Kremlin critic Ilya Yashin jailed for more than 8 years over ‘fake information’

A court has sentenced prominent Kremlin critic Ilya Yashin to eight years and six months in prison in one of the biggest punishments yet for opposing Vladimir Putin’s invasion of Ukraine.

Moscow’s Meshchansky district court found Yashin, a former local lawmaker, guilty of spreading “fake information” about the Russian army for airing BBC footage with first-hand testimonies of mass killing in Bucha.

A longtime activist close to jailed opposition leader Alexei Navalny and assassinated politician Boris Nemtsov, Yashin, 39, was among the few activists who remained in Russia after Putin ordered the invasion in February.

“When the war began, I didn’t doubt for a second about what I must do. I must be in Russia, speak the truth loudly, and stop the bloodshed,” Yashin said in his final courtroom speech on Monday.

He said he believed it was better “to spend 10 years behind bars as an honest man than to burn silently in shame for the blood being shed by the government”.

Yashin is the most prominent person convicted under the law, passed in haste a week into the invasion, which carries jail terms of up to 15 years for calling it a “war” or contradicting Russian official statements.

The harsh sentences, comparable to terms usually handed out for murders, have helped quell anti-war activism after tens of thousands of people were detained for protesting in February and March.

At least 100 people have been prosecuted under the law since Putin signed it in March, according to human rights group Agora, including Moscow lawmaker Alexei Gorinov, who was sentenced to seven years in jail.

The court convicted Yashin for broadcasting a YouTube livestream about alleged murder and torture of civilians during the Russian army’s occupation of Bucha, a suburb of Kyiv.

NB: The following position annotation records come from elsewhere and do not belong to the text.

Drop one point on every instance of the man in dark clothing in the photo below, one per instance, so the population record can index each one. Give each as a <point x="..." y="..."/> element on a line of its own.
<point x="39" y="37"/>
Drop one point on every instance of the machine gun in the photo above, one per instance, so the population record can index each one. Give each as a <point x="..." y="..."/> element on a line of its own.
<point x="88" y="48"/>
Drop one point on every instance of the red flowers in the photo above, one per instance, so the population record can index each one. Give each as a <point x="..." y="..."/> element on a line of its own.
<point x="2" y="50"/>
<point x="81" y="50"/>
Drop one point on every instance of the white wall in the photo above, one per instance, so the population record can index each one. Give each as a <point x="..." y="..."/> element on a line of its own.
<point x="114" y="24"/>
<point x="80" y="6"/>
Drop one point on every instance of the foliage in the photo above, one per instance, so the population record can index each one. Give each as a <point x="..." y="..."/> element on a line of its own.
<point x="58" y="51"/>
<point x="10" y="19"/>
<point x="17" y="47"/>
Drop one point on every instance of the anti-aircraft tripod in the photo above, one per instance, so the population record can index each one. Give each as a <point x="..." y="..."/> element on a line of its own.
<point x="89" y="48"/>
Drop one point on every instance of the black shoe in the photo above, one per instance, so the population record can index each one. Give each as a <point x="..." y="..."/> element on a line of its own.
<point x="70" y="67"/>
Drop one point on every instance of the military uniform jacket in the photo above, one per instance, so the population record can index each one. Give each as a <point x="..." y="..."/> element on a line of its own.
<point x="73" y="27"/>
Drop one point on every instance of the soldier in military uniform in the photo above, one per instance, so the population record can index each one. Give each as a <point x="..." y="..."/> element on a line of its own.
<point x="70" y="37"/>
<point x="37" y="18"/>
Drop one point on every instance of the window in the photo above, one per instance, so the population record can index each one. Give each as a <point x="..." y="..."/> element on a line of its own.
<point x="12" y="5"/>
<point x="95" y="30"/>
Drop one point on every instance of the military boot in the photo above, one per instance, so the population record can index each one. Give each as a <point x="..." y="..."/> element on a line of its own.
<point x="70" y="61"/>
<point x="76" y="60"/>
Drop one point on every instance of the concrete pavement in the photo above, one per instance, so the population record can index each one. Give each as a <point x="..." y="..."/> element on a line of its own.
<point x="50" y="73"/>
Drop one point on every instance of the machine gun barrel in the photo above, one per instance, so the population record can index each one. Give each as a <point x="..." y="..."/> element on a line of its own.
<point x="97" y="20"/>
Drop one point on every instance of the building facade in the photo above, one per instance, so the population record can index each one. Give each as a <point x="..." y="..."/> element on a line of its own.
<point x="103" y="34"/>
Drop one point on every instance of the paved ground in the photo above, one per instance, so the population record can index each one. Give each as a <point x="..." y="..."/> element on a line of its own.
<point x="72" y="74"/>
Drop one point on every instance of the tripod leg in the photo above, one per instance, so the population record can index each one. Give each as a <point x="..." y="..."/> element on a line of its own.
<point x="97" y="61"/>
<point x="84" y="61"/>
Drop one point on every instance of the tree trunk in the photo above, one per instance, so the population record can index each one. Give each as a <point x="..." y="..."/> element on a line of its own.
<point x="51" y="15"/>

The prosecution said Yashin hewed to a “provocative” version of events spread by “unfriendly foreign media” because he cited the BBC. It claimed he was motivated by “political hatred” despite knowing about Russia’s “peace and security measures”.

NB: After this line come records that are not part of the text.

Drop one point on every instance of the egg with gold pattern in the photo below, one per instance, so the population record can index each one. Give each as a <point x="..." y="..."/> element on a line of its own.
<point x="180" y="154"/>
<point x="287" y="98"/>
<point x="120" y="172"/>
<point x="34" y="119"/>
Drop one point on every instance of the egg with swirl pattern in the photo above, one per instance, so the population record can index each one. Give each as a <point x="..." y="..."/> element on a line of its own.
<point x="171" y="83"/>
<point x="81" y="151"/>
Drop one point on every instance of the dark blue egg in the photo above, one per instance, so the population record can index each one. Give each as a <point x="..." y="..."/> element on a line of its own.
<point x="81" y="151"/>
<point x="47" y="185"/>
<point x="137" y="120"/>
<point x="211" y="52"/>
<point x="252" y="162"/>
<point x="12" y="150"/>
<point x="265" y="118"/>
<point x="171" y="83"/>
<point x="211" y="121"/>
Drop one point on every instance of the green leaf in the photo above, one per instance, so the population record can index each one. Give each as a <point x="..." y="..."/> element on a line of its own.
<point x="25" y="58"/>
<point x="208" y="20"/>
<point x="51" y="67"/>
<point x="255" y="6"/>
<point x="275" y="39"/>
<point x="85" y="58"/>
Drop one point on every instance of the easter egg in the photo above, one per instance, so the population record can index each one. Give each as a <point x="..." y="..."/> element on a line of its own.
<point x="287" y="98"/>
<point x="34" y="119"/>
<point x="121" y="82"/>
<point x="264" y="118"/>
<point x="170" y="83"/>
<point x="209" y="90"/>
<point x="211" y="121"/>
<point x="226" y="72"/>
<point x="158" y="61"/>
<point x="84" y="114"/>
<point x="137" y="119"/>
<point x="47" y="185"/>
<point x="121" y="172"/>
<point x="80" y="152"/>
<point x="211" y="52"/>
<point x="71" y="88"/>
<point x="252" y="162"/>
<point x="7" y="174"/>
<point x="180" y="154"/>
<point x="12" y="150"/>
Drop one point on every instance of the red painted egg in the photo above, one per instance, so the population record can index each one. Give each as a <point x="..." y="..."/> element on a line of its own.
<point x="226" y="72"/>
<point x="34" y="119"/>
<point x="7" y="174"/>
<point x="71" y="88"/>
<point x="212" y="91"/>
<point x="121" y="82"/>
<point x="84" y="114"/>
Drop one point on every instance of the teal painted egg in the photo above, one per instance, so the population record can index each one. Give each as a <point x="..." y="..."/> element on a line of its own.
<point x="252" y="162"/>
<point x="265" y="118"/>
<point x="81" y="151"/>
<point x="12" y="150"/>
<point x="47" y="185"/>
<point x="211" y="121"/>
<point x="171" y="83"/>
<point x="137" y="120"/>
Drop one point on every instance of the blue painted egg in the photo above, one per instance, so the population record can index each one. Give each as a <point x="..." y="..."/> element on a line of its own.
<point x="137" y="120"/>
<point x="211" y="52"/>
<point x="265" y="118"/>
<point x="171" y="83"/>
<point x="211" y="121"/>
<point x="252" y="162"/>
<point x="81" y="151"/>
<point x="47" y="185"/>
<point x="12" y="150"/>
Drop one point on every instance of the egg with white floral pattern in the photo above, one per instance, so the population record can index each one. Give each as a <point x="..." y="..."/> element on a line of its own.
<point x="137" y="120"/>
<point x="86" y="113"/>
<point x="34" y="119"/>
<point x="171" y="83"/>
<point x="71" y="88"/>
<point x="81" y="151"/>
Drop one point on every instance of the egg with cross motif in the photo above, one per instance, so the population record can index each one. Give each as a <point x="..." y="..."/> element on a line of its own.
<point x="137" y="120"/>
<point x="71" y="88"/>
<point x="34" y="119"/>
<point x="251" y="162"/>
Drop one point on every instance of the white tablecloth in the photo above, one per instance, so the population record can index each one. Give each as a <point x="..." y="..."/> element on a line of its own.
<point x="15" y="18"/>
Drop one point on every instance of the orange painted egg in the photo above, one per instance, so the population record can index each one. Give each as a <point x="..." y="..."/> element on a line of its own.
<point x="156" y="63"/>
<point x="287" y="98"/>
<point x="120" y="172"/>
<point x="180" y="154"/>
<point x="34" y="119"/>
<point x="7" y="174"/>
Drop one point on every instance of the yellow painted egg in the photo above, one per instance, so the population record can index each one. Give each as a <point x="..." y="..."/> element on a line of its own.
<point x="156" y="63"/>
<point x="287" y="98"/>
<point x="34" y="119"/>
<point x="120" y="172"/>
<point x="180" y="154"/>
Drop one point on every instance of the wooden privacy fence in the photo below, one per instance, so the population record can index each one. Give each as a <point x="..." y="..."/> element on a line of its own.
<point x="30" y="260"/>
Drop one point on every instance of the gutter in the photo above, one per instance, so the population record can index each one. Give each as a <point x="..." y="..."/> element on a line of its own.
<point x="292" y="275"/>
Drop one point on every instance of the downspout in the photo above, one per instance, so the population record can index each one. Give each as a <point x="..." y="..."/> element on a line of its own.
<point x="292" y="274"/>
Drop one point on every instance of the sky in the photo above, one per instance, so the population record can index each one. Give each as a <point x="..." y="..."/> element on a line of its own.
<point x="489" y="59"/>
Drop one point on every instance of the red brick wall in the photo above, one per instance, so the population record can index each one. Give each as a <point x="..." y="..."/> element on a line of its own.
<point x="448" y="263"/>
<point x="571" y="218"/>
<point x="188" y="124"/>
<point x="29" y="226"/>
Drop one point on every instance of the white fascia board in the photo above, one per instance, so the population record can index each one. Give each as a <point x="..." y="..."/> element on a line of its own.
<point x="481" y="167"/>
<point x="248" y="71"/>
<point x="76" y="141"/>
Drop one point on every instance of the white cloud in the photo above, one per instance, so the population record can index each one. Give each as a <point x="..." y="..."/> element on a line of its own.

A prominent activist since he was a student in 2000, Yashin led a wave of liberal democrats who won seats on local councils in Moscow in 2017, but stepped down last year after what he claimed was increasing pressure from Russian security forces.

Though effectively barred from mainstream politics, he remained influential thanks to his broadcasts on YouTube, where he has 1.4mn subscribers.

With most of his fellow activists in self-imposed exile, Yashin was one of the loudest voices drawing attention to reports of Russian atrocities in Bucha after the army withdrew from central Ukraine in April. Ukrainian authorities say 458 civilians died during the month of Russian occupation, while human rights groups have documented credible allegations of torture and rape.

Prosecutors in Yashin’s case, however, said the 50 executions of civilians documented by the UN should be disregarded because the international organisation was “quiet about Syria and Libya”, conflicts where Russia and the west back opposing forces.